Tuesday, June 24, 2008

Are Concerns About Inflation Inflated?

M2: Percentage Change from Year Ago
M2: Monthly Percent Change, At an Annual Rate
The charts above (click to enlarge) are from the St. Louis Fed's most recent "Monetary Trends" report for M2 growth on a: a) percent change from a year ago basis (top chart), and b) monthly percent change at an annual rate basis (bottom chart).

If stability in the growth of M2 was one measure of monetary policy stability, it would seem like the Fed has been doing a pretty good job. The year-to-year change has been steady at about 5% in 2004, 2005, 2006, 2007 and 2008. It's almost as if the Fed has had a fixed money growth rule for M2 of 5% per year since 2004. Although the month-to-month annualized change spiked in early 2008, it is now down to about 0%.

Doesn't this mean that inflation should NOT be a problem?

5 Comments:

At 6/24/2008 9:36 PM, Anonymous Anonymous said...

So then what explains the significant fall in the foreign exchange value of the dollar over the last few years? I assume you're willing to attribute the run-up in oil prices to an increased demand from emerging markets throughout the world. But what about gold? The price of gold in USD per ounce has about tripled since 2000. I don't know what else could explain that other than significant inflation, as I doubt the demand for gold products has risen by so much. Perhaps the inflation is showing up in other forms? I'm not an expert, but if I've understood the news correctly, the Fed has been preoccupied with swapping fairly liquid assets to banks for their frozen assets. I've read that these actions have taken up approximately half of the Fed's balance sheet (from 800 to 400 billion). Could an explanation of inflation come from there?

 
At 6/24/2008 10:20 PM, Blogger Vijay said...

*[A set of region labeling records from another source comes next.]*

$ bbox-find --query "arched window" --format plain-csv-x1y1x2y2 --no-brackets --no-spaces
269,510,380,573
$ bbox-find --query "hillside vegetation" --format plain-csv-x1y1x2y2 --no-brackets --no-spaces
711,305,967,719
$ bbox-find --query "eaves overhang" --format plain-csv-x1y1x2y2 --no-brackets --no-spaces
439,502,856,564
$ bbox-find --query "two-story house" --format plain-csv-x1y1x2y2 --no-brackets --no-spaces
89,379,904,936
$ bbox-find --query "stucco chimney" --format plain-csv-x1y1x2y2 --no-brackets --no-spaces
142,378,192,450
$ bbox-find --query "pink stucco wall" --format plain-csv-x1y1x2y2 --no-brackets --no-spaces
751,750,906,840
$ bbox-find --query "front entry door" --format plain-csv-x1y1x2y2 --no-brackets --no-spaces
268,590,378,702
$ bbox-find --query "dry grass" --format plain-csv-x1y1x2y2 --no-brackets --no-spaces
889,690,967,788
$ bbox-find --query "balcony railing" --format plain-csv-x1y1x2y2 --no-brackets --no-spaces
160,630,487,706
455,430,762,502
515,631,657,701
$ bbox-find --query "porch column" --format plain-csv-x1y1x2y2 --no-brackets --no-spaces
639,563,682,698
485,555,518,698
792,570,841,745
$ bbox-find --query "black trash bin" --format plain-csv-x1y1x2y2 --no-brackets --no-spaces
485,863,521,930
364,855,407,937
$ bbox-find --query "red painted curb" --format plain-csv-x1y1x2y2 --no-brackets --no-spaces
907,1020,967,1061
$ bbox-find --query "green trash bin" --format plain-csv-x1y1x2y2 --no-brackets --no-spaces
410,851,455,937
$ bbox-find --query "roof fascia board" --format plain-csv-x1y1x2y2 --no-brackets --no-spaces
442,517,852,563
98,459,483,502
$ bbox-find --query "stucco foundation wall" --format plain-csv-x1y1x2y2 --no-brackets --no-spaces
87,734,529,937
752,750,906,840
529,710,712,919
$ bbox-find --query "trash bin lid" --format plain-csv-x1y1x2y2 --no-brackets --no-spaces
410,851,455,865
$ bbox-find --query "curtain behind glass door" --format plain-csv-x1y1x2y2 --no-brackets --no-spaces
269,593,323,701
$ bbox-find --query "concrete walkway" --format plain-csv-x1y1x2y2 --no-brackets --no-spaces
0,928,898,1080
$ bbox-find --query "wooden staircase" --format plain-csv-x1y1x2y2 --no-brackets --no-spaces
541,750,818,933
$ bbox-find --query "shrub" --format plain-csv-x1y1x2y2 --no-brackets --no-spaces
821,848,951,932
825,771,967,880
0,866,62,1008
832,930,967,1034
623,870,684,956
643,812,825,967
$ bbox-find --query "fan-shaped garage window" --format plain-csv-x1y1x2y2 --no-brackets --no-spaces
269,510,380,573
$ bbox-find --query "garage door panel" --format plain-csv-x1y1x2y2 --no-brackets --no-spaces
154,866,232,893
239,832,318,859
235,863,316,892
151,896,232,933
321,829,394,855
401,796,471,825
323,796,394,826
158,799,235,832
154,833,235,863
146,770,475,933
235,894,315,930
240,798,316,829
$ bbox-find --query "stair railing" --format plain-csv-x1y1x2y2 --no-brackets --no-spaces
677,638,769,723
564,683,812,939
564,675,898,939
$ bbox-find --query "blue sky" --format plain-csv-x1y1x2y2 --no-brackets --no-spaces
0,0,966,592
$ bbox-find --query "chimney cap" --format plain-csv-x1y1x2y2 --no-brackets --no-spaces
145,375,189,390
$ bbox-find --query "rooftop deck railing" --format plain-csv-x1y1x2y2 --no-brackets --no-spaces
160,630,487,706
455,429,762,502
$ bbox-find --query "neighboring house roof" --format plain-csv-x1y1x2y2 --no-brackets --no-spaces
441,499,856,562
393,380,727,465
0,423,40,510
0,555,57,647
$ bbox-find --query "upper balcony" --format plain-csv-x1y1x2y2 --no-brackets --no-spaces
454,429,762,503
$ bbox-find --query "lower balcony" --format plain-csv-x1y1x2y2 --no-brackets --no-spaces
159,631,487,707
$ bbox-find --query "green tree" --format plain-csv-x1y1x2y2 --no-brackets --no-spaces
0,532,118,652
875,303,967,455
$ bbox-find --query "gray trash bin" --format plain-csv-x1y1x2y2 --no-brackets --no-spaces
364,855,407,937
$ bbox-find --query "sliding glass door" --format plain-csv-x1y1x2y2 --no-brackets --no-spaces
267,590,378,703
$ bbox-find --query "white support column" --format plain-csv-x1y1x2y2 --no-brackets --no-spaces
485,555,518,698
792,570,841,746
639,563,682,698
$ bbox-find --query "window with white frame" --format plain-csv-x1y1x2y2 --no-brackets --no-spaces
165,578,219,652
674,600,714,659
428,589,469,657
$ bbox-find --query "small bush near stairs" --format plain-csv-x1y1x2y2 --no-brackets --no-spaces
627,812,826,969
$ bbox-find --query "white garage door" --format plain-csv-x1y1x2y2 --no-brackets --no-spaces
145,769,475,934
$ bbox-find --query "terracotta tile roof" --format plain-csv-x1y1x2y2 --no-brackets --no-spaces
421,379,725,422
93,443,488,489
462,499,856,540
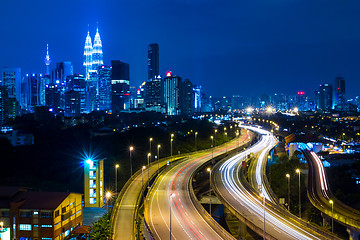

It seems to me that the major confusion that many people have, especially in the media, is what inflation actually is. Many will often use inflation to refer to price inflation and then later refer to inflation in the monetary sense.

The two are distinct, and the distinction is key to understanding what is occurring right now.

I highly recommend this blog post by my friend Jon.


It is possible to have both monetary deflation and rising commodity prices if there is diminished demand for the underlying currency in which the commodities are being priced.

Mike Shedlock (whose blog is excellent) makes an excellent case that we are facing monetary deflation right now.

 
At 6/25/2008 2:37 AM, Anonymous Anonymous said...

More foolishness from this moron. I doubt Ill come back to this site-this guy hasnt a clue about the business world, nor does he probably even buy groceries for himself.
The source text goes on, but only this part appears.